The Intern's Day of Fun

On my first day of work, Charlene and Dave (my bosses) handed me an Outlook calendar already scheduled with meetings, assignments and projects. The square of June 11th reads "Day of Fun." Today, my friends, was a great day to be an editorial intern.

After a marketing/editorial joint meeting this morning (that Dave and I bailed out of early), the three of us left on a grand adventure to Ridgedale Mall (of Juno fame). We stopped at several bookstores so they could show me how BHP books are marketed in different ways.

Our first stop was the regional chain Northwestern Christian Bookstore. BHP books filled the shelves in competition with brands like Thomas Nelson, Zondervan, WaterBrook, Tyndale, Multnomah, etc. I noticed that as Dave and Charlene moved through the books, analyzing displays and titles and cover art, they were rearranging the shelves. I'm proud to say that the Ridgedale Northwestern fiction section has only Bethany House books facing forward (called face-outs). All other publishers have been turned on their spine!

Next we visited Barnes and Noble (rearranged their shelves, too) and then Target (their displays are already all face-outs, no changes necessary). Finally, we visited a children's bookstore, The Wild Rumpus, in Minneapolis. Its name comes from Where the Wild Things Are by Maurice Sendak - a wild rumpus is a crazy jungle party. There are cats with no tails, ferrets, chinchillas, lizards, and chickens in the store! Also, I walked over a plank of glass, only to realize I was looking down into a cage full of pet rats - that did not go over well with me.

All in all, it was a pretty fantastic day. I learned about many things, like sales and marketing tactics, why books sell, and how the spine is actually important to sales numbers. I also learned some upsetting things about this industry, like the fact that the Christian Book Distributors Association strongly discourages ethnic diversity as cover art (read: book covers show white people).

I'm still reading lots of manuscripts. I cranked through one last night from 11:30pm-1:07am, but still have 5 more on my desk.
I drink coffee religiously (Ashley S, my goal is to be drinking it black by the end of the summer).
I try to be funny or insightful at least once in every meeting I attend (it's working thus far).
I enter editorial corrections, which means transcribing an editor's comments from a paper manuscript to the Word document.
I learn all kinds of things like proofreading codes (# means insert space) and official ways to spell and hyphenate words (dishtowel is one word).
I perform blue-line checks (the final stop before a manuscript goes to the printer) and caught a formatting error! I am not a useless intern!

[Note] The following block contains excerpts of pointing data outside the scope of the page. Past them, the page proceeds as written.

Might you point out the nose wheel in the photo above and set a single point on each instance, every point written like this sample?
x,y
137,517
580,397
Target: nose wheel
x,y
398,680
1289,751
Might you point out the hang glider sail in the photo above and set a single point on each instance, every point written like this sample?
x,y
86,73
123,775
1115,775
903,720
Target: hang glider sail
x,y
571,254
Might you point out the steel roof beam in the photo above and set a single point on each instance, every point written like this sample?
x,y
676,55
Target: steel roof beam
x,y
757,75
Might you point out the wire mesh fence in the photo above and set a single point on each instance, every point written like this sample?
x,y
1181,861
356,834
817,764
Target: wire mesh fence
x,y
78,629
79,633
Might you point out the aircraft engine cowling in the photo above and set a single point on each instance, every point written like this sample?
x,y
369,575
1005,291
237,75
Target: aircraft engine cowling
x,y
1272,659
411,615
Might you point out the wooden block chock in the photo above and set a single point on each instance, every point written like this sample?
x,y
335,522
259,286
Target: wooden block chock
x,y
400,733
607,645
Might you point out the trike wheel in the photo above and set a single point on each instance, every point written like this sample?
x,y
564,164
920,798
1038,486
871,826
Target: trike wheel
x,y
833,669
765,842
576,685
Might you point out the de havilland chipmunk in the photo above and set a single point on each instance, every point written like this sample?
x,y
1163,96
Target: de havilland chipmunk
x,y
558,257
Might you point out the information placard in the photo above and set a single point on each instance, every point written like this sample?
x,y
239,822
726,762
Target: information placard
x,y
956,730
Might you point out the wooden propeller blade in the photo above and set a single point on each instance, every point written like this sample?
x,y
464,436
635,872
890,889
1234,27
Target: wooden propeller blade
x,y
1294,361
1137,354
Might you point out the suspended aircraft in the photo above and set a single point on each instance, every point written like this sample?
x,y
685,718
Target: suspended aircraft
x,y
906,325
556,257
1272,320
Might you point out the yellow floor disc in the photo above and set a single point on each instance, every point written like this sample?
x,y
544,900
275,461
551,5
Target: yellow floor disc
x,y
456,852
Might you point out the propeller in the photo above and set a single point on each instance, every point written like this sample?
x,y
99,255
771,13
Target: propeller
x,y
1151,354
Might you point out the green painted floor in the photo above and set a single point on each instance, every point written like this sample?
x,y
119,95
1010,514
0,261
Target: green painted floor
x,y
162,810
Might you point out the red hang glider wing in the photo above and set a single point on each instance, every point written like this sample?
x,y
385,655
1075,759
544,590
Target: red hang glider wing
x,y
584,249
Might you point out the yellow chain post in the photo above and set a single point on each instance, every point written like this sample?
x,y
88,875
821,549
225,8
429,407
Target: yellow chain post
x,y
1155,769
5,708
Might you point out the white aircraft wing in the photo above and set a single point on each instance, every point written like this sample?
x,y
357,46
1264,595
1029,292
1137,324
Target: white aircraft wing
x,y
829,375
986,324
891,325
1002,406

Here is your Editorial Tip of the Day: When dialogue begins a chapter there are no opening double quotations. Example: not "Mom" but Mom!"

3 comments:

Anonymous said...

What a wonderful day! Isn't Wild Rumpus a cool place? We went there once for a field trip in middle school. :) I think it is completely ridiculous that they discourage diversity on book covers... what stupidity. Who do they think that the kingdom of God is made up of? People from every tribe, tongue, and nation!!!

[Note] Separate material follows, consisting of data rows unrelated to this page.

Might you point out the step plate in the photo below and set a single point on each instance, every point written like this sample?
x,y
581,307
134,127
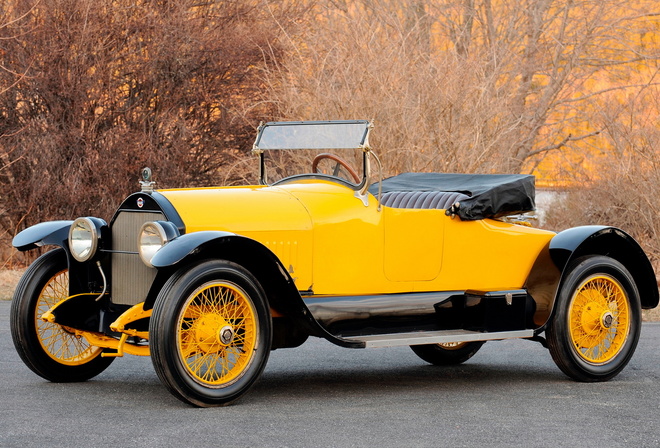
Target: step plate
x,y
436,337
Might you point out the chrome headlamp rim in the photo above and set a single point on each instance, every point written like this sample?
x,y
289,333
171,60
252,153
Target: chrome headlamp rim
x,y
160,233
83,239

Here's a good editing website for you: www.wilbers.com. This is the website of the guy that did a writing workshop at my work, and was hilarious. He's a journalist for the Star Trib.

Love you!

Holly said...

What a totally cool thing for them to do with you! I actually worked in editorial for a while, with children's and non-fiction...

ashley elizabeth said...

maggie,
coffee black is the best kind. and cheaper - no crazy creamers to buy.
i hope your goal is accomplished, not just for my own pleasure but also for your financial situation. not that you are in a bad one, but you know why spend money on creamer when you can spend it on nutella.